IT’S NOT just old cockies who are incensed at Shenhua’s Watermark mine proposal.
Young Liverpool Plains farmers say they are “fighting for our way of life” in the wake of last week’s Planning and Assessment Commission approval at Breeza.
The Liverpool Plains Youth Group started as an exclusive Facebook group among friends when news of Watermark’s approval broke on January 29.
They opened up their group to the public just one week ago and since then it has received more than 1200 “likes”.
The group aims to rally public support and force the government to change its decision.
They’ve been using different social media platforms such as Instagram and Twitter, and members have written letters protesting against Watermark’s approval to Premier Mike Baird.
“We are fighting for our futures and we won’t stop,” said Anna Pursehouse, daughter of Andrew who owns Breeza Station.

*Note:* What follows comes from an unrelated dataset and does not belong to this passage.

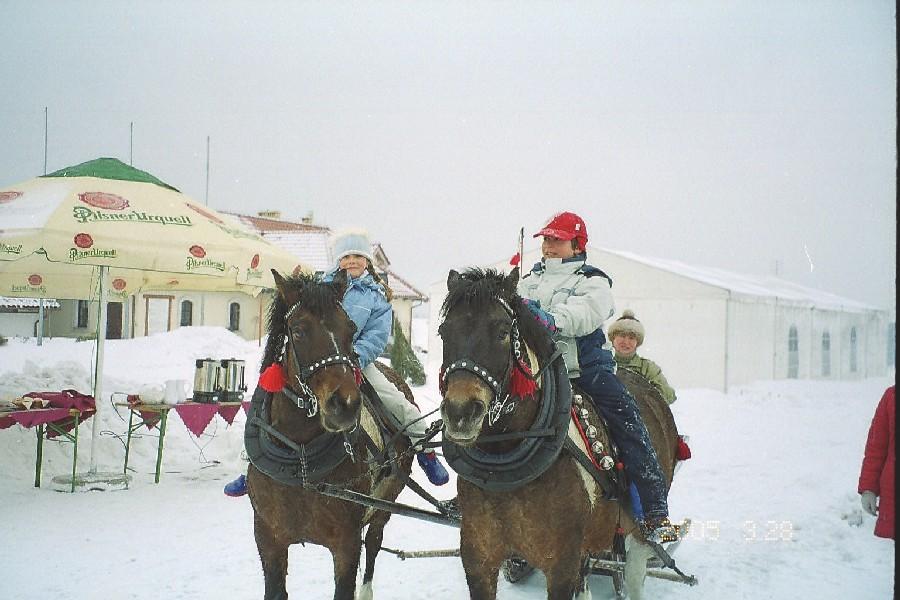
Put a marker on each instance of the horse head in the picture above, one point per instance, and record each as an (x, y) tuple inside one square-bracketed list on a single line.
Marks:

“Farming is not just our job it is our way of life.”
Breeza Station, a large mixed farming enterprise on the Liverpool Plains, shares three boundary fences with Watermark and Ms Pursehouse fears her new neighbour will affect her future on the land.
“Nobody is convinced in the slightest that our land will maintain its productivity and that would leave us with an unpredictable future,” she said.
Ms Pursehouse said the mine’s green light meant “throwing away a permanent food and fibre supply for a temporary coal supply.”
Sarah Reardon, “Five Mile”, Caroona, has also written letters pleading with the Premier not take her farming future away.
Ms Reardon arrived at Caroona seven years ago with her partner, Simon Burt.
“I could have a wonderful future here, I get goose bumps talking about it,” she said.
BHP is also planning to build its Caroona mine just 10 kilometres away from her property.
“If these projects go ahead and they take my future away I’ll move, and I so desperately want to stay,” she said.
“I and everybody else in the area never lost hope that maybe the State government would care enough to protect us and what we have here,” she said.
“The approval has really lit a fire under all of us because we want to stay here.”
Another member of the group, Ed Nankivell, “Wimboyne”, Blackville, said the group would use the remaining time before the mine’s final approval to show the public why Watermark shouldn’t go ahead.
He said Liverpool Plains soil stored moisture so effectively farmers could produce summer and winter crops, even during drier periods, making local agriculture particularly productive.
Uncertainty over potential impacts to productive aquifers was particularly worrying, he said.
“If they are affected significantly, we won’t be able to produce at the rate we have been.”
Producers who rely on irrigation for production also feared coal dust could affect their crops and production capabilities.
The impact on value of the properties neighbouring the mine areas was also a concern.
The federal Environment Department has final say over Watermark’s approval, with a 30 day deadline set to expire by March 2.